Does the State need more advertising to sell tickets for the North Carolina Lottery, including commercials that feature kids? The executive director of the North Carolina Education Lottery appears to think so. At a meeting yesterday morning before the Joint Legislative Oversight Committee on the NC State Lottery, Alice Garland presented information on a number of issues that some committee members had requested, including lottery advertising.

During her presentation, Garland stated that even a slight increase in advertising money could produce more lottery ticket sales. Garland also complained about the restrictions that lawmakers have placed on the allowable content for lottery ads, especially a restriction against using children to tout the education “benefits” of the lottery. She showed the committee an ad from New York featuring a group of beautiful children singing “Thank You for Being a Friend” to people purchasing lottery tickets. While Garland called the New York ad “very positive,” Rep. Nelson Dollar (R-Wake) strongly disagreed, describing the use of children to promote the lottery as “highly disturbing” and “dangerous.” 

Garland also took issue with the amount of information the General Assembly requires each lottery ad to include. Garland said the length of information at the end requires that they purchase 60-second radio ads instead of the less expensive 30-second ads.

In addition to lottery advertising, Garland discussed the economic “benefits” to the State of expanding the Lottery to include Keno, iLottery (or online lottery tickets), and video lottery terminals, or VLTs (i.e., highly addictive electronic gambling machines). She described iLottery, which would allow people to purchase tickets and play lottery games online, as “the norm,” and a good way to reach younger generations, who view lottery scratch off tickets as “their grandparents’ game.”

Rep. Paul (Skip) Stam (R-Wake) took exception to Garland’s presentation, noting that, “all of the options presented to you today amount to tax increases.” He also argued that current lottery advertising is already breaking the law because it is “highly misleading or deceptive,” with the only purpose “to get more people to play,” and “induce” gambling. Rep. Stam said Powerball is “the biggest fraud we have,” and added, “the idea that you can increase lottery advertising and really do something for education is a mirage.”

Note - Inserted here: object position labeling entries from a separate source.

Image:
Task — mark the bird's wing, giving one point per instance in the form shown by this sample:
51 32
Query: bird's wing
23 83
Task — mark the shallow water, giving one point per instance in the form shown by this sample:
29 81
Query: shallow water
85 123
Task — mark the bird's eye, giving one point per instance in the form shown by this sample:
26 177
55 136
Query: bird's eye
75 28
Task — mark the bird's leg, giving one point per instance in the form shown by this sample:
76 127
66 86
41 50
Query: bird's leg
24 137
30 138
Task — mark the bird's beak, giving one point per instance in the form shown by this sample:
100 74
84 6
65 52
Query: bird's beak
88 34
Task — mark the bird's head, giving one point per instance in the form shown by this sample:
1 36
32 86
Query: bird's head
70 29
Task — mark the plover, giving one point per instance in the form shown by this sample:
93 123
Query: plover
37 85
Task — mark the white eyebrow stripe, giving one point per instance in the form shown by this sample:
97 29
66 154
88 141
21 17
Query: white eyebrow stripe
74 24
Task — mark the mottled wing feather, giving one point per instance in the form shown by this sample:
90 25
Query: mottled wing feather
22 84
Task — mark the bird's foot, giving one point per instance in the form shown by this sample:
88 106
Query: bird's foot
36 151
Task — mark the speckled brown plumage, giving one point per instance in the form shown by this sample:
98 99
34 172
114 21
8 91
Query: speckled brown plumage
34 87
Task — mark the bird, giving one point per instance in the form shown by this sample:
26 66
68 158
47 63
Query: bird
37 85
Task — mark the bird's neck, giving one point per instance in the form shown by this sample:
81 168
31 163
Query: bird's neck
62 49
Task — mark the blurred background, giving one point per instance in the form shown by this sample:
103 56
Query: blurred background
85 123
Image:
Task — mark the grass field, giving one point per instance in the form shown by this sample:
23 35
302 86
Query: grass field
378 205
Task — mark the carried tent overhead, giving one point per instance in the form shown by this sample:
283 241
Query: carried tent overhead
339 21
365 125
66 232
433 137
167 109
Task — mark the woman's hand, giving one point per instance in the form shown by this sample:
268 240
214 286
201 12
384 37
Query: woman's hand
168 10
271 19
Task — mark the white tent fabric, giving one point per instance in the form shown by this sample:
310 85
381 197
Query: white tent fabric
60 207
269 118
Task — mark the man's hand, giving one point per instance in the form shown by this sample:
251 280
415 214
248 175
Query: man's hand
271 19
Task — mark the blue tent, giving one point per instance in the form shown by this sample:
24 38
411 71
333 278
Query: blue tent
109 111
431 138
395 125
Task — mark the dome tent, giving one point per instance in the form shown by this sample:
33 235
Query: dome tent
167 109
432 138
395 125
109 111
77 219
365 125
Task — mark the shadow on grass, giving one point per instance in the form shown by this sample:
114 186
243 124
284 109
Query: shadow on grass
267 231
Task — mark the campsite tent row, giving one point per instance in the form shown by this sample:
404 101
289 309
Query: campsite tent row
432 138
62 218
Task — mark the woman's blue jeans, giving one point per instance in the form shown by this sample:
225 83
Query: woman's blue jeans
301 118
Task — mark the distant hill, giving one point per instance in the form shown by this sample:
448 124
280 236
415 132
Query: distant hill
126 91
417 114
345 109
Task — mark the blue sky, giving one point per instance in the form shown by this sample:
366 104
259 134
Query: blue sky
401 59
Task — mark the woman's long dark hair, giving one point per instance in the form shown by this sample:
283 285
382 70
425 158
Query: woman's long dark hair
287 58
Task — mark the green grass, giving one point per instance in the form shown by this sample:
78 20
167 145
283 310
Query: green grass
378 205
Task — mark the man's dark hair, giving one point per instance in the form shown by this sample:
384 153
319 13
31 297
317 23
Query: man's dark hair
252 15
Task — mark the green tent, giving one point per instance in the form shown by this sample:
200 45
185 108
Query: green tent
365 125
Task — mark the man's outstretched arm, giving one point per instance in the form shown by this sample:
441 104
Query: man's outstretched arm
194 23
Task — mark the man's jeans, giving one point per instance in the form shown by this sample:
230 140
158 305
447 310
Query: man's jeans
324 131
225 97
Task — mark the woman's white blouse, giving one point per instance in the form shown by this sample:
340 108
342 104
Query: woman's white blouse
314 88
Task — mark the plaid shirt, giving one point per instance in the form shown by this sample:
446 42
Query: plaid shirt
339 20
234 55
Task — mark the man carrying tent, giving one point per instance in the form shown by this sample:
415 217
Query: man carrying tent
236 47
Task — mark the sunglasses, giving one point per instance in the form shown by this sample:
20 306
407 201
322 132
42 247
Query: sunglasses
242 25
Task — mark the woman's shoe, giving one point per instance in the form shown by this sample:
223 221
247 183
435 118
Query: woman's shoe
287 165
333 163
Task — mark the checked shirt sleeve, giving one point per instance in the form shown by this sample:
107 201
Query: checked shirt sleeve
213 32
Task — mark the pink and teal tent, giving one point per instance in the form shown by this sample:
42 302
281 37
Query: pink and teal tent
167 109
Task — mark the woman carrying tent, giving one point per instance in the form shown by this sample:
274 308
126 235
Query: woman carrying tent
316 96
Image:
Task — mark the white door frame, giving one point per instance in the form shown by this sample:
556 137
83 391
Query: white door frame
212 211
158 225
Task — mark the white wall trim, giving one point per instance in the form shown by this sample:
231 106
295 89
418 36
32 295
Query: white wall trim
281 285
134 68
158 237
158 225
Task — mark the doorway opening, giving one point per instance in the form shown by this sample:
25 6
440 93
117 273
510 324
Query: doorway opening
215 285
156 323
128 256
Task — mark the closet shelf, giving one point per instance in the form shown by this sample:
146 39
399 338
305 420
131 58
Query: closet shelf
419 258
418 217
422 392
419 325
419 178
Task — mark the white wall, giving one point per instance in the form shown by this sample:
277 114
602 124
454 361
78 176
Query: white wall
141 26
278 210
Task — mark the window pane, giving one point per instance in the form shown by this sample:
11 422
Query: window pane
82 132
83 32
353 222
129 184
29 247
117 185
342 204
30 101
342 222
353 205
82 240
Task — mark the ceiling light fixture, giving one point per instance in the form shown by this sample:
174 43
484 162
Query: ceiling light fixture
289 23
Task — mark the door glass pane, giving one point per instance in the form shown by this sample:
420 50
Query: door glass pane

NC Family President John L. Rustin also found much of the Lottery Commission’s proposals to be problematic. “The last thing North Carolinians need is to be subjected to more misleading and aggressive sales pitches from the State Lottery to entice them to gamble away their hard-earned cash,” he said. “The reason the General Assembly placed these common sense limitations on lottery advertising, including prohibiting the use of children in ads and requiring factual information about odds, is to protect the state’s most vulnerable citizens who statistics show are most likely to play the Lottery, from being further duped into a losing game.”